I have a few metal working tools, and I make belt buckles out of steel blanks. I have made all kinds of creative belt buckles for family and friends, and they are often conversation pieces. Working with metal is a fun, self-taught hobby that I picked up a few years ago. One day, I will teach my son how to use all of these tools so he can learn to make things with metal. Who knows...maybe one day these skills will come in handy.

By Babalaas — On Aug 05, 2011

@GenevaMech- If you do a web search for knife making supplies, you can find a number of suppliers that have blanks of all shapes, sizes and qualities. You can buy everything from plain steel to Damascus steel blades. You can also find different wood inlays and veneers for adorning your knives.

Knife making is a popular hobby, so a good hobby supply shop will likely have or be able to find what you need. I made a nice pocketknife with an ironwood and turquoise inlay handle. I used powdered turquoise blended with epoxy to create the inlay, and a small carving tool to make the grooves for the inlay pattern. The knife was nothing near a perfect blade, but the project was fun and I still have the knife seven years later.

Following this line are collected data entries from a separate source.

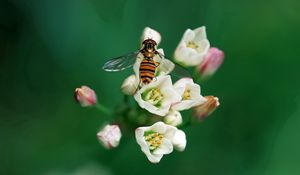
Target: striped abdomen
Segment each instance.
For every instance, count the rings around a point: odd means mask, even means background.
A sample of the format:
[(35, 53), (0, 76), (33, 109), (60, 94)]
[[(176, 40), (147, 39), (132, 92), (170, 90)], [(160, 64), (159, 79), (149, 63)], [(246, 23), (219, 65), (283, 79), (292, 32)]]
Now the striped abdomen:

By GenevaMech — On Aug 04, 2011

Where can I buy knife blanks? Making a knife would be a fun project, but I do not have a forge or any heavy-duty fabricating equipment. I would like to find blanks that I can shape with basic power tools and a dremmel. I have all of the supplies for knife sharpening, and I have the tools necessary to make a nice wood or bone handle.

I would like to find forged, full tang blanks for a large kukri or survival knife. I want to make something that will last a lifetime, that I can take when I go camping and hunting.

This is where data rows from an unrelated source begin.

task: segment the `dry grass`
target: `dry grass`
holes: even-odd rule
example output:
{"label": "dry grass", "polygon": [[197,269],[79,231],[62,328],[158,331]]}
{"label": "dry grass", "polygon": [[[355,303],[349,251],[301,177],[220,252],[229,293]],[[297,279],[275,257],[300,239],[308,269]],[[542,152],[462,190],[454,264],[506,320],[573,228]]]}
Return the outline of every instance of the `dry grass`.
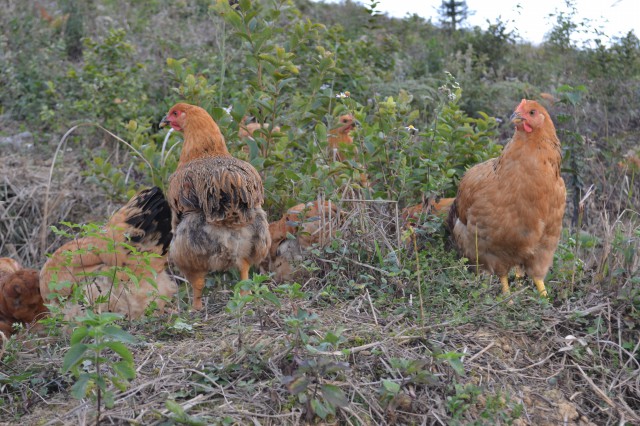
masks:
{"label": "dry grass", "polygon": [[25,266],[39,267],[45,253],[60,243],[48,232],[42,246],[40,235],[45,219],[48,225],[104,220],[107,211],[104,197],[84,183],[77,160],[66,158],[56,168],[49,214],[45,217],[50,164],[50,160],[25,154],[3,154],[0,162],[0,253]]}
{"label": "dry grass", "polygon": [[[536,317],[514,318],[508,327],[494,319],[513,310],[504,304],[477,307],[461,321],[430,318],[429,326],[419,327],[403,314],[374,316],[365,295],[325,308],[285,301],[280,309],[268,310],[263,319],[267,326],[246,315],[238,327],[224,312],[224,296],[216,296],[205,313],[188,316],[190,331],[167,327],[174,318],[131,325],[129,331],[144,341],[134,348],[138,377],[117,395],[105,424],[161,424],[175,417],[165,406],[167,399],[203,424],[224,417],[236,424],[304,424],[304,404],[288,392],[284,376],[297,368],[296,360],[321,357],[349,364],[344,373],[318,379],[347,394],[350,404],[338,409],[340,422],[347,424],[449,424],[456,383],[482,389],[481,395],[464,400],[468,406],[457,417],[462,423],[481,419],[483,412],[490,415],[488,424],[506,423],[518,404],[519,424],[640,421],[638,346],[623,348],[622,313],[602,295],[557,307],[520,299],[518,309]],[[318,315],[310,333],[345,327],[340,351],[317,353],[291,344],[284,320],[301,308]],[[584,318],[598,318],[601,332],[585,335]],[[33,344],[36,349],[16,354],[11,370],[36,370],[36,380],[5,385],[7,401],[19,403],[2,407],[3,417],[22,416],[25,424],[91,423],[92,403],[70,398],[68,378],[57,372],[64,344],[52,337]],[[439,351],[463,354],[465,374],[439,362],[434,356]],[[430,382],[420,383],[415,374],[393,368],[394,358],[419,360]],[[402,384],[389,403],[380,397],[383,379]],[[38,395],[59,383],[59,392]],[[499,404],[497,411],[490,400]],[[496,417],[500,413],[505,417]]]}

By ValleyFiah — On Aug 04, 2011

@framemaker- I have an '07 F150 super cab and an '09 FJ that I had a body shop fabricate custom skid plates. I spent about $1000 to have the both vehicles plated from front to back. I live in the desert and do a lot of rock crawling so plates and rock rails are necessary. I had the fabricator at the machine shop measure, cut, and shape the plates. Once they were shaped, I fitted them to the frame, drilled the holes, and installed them with plate bolts from the dealership. The process was not very hard, and I had them installed in a couple of hours.

I know that you can use the FX4 plates on your 150 without a lift. You can check with the dealership for parts numbers for front plates, tank plates, transfer case plates, clips, and bolts. You will likely spend more than it costs to fabricate plates from steel blanks, but it is a bolt-on option that requires no cutting or drilling to install. The factory plates are also not heavy-duty plates, so big enough rocks can bend them.

The final tip I will give you is to make sure you get plates that have a hatch or hole for the oil filter. This will make the job of maintaining your vehicle much easier.

By FrameMaker — On Aug 03, 2011

Has anyone ever made a custom skid plate out of a steel blank? I have a ford f-150 that I want to add skid plates too. I have installed a 3-inch lift, big wheels, air intake, exhaust, and a new rear end. The only skid plate set I have been able to find only works with a pro-comp 6-inch lift. I do not want a higher lift, so I need to fabricate something. Does anyone know how to fabricate a plate, or where I can find a plate that will fit?